The plight of Mohammad Asghar, a British citizen and resident of Edinburgh, is surely the stuff of nightmares. He is in a Pakistani jail, sentenced to death because of blasphemy. Recently he was shot in the back whilst in prison, apparently by a member of staff. It has been widely assumed by the British media that his life will be at significant risk when he returns to jail from the hospital in which he has been treated.
Mr Asghar has lived in the UK since he was 16. He is now 70. He has a British born family. He is a successful businessman, a millionaire, who has, amongst other projects, founded a school in Lahore and an orphanage in Rawalpindi. I presume that one of these latter projects was the reason for him to have travelled to Pakistan. Mr Asghar’s family have been pleading with the Foreign Office, with Alex Salmond, and directly with the Prime Minister David Cameron to intervene to secure his release, and pending his release for him to be kept in a properly run and staffed hospital where he can receive treatment. As far as I can tell they have received only platitudinous assurances thus far.
I cannot help wondering whether if this was one of Cameron’s white public school millionaire friends in a Pakistani jail, then rather more action would have been taken to secure his release. Unfortunately for Mr Asghar, not only is he Asian, but he has the great misfortune to suffer with paranoid schizophrenia – that most stigmatised of mental illnesses. In the lay mind schizophrenia remains synonymous with incurable, and sadly, with violent and dangerous. Of course none of these things are true, and although a tiny minority of untreated schizophrenics may commit violent crimes (and hit the headlines) the majority live and work just like everyone else.

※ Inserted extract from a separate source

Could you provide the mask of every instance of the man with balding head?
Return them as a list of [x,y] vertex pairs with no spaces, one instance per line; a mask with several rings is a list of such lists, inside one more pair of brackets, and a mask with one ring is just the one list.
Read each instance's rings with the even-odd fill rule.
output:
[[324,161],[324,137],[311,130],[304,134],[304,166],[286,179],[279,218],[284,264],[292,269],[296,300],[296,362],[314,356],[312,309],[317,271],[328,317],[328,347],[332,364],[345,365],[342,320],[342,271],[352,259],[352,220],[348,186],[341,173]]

Of course it was Mr Asghar’s schizophrenia that was responsible for his blasphemy, but evidently no medical evidence was allowed to be presented in court by his defence. There seems little doubt about the veracity of his diagnosis as he had been hospitalised under the Mental Health Act in Edinburgh some time before he travelled to Pakistan. I presume that he has not had access to medication, or at least not to his normal medication, whilst he has been in prison, and is therefore at risk of speaking or acting in ways that may further aggravate the Pakistani authorities.
Numerous aspects of this case make me angry and despairing.
The impotence of our British government to act firmly in the interests of its own citizens when dealing with other governments is depressing. This is particularly the case when the country concerned belongs to the Commonwealth – a group of countries held together loosely by their allegiance to the Queen. I do not underestimate the delicacy of political negotiation, but I (perhaps foolishly or naively) had expected that if my life were at risk due to the dubious judicial processes of another Commonwealth country, then the British government would work strenuously to secure my safety. This is a completely different situation from hostage taking, where utilitarian arguments are understood by most people (but probably not the family and friends of the hostage).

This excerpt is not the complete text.